As long as Ellsworth doesn't tear both quads and Lynch doesn't join Ronda Rousey's invading version of the Four Horsewomen, even a scaled down version of this might work! Of course, it's just as plausible Lynch's teflon likability would rub off on Ellsworth, who himself was originally propelled to stardom by fan outcry. "Any team with four hands has a fighting chance"? 5/10

3. After a falling out with her best friend Flair, Lynch is confronted by Charlotte's dad and 16-time world champion Ric Flair, who hopes to patch things up between Tea-Generation X. Unconvinced, Lynch physically assaults Ric. He catches a heart attack like Eddie Guerrero's mother, and Lynch shows no remorse. Charlotte goes on the warpath to avenge her father.

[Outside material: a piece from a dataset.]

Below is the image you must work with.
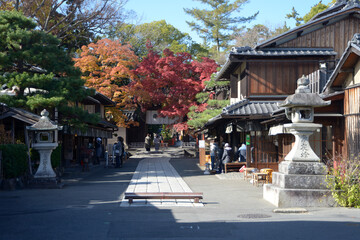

Maybe? But why should Lynch show remorse? Flair has a history of heart trouble. He shouldn't be anywhere near a wrestling ring. Plus Flair took all the goodwill earned from one of the most emotional farewell matches in history--his, ahem, retirement match at WrestleMania 24--and flushed it down the toilet. To heck with that guy. Mind your business, Naitch. 3/10


If an implant ruptures like Charlotte Flair's recently did, it would keep Lynch out of the ring, and for that reason alone fans might resent her makeover. But that's it. 2/10

5. It's revealed Lynch is the cousin of Stone Cold Steve Austin. Not-so-coincidentally, she is soon the subject of nearly every main event program, with a disproportionate amount of television time devoted to her over other qualified performers like, say, Asuka. When fans point this out, she faces Asuka in a match with the sole purpose of defeating her so Asuka can sing her praises, come down with a mystery ailment, retire for two years, un-retire and wrestle on Raw, away from Lynch. Lynch's once compelling persona is overexposed until her inner flame more resembles a smoldering campfire. She refers to herself as "not a Good Lass or a Bad Lass, but THE Lass" (but actually delivers the line as "The LASS" more often than not). She wins the Royal Rumble with the help of Cousin Steve after he Stunners Sasha Banks, then they both look absolutely dumbfounded when they are showered in boos.

Still only good for 9/10. Children will cheer for her because her hair looks cool and they're told to.

Of course, it's all hypothetical. Becky Lynch has been one of the most consistently popular performers of the past several years. WWE must realize changing her orange stripes would be a delicate, highly difficult--if not outright undoable--task. She may be 100% Bad Lass, but she stands firmly on the side of good . . . to this very day.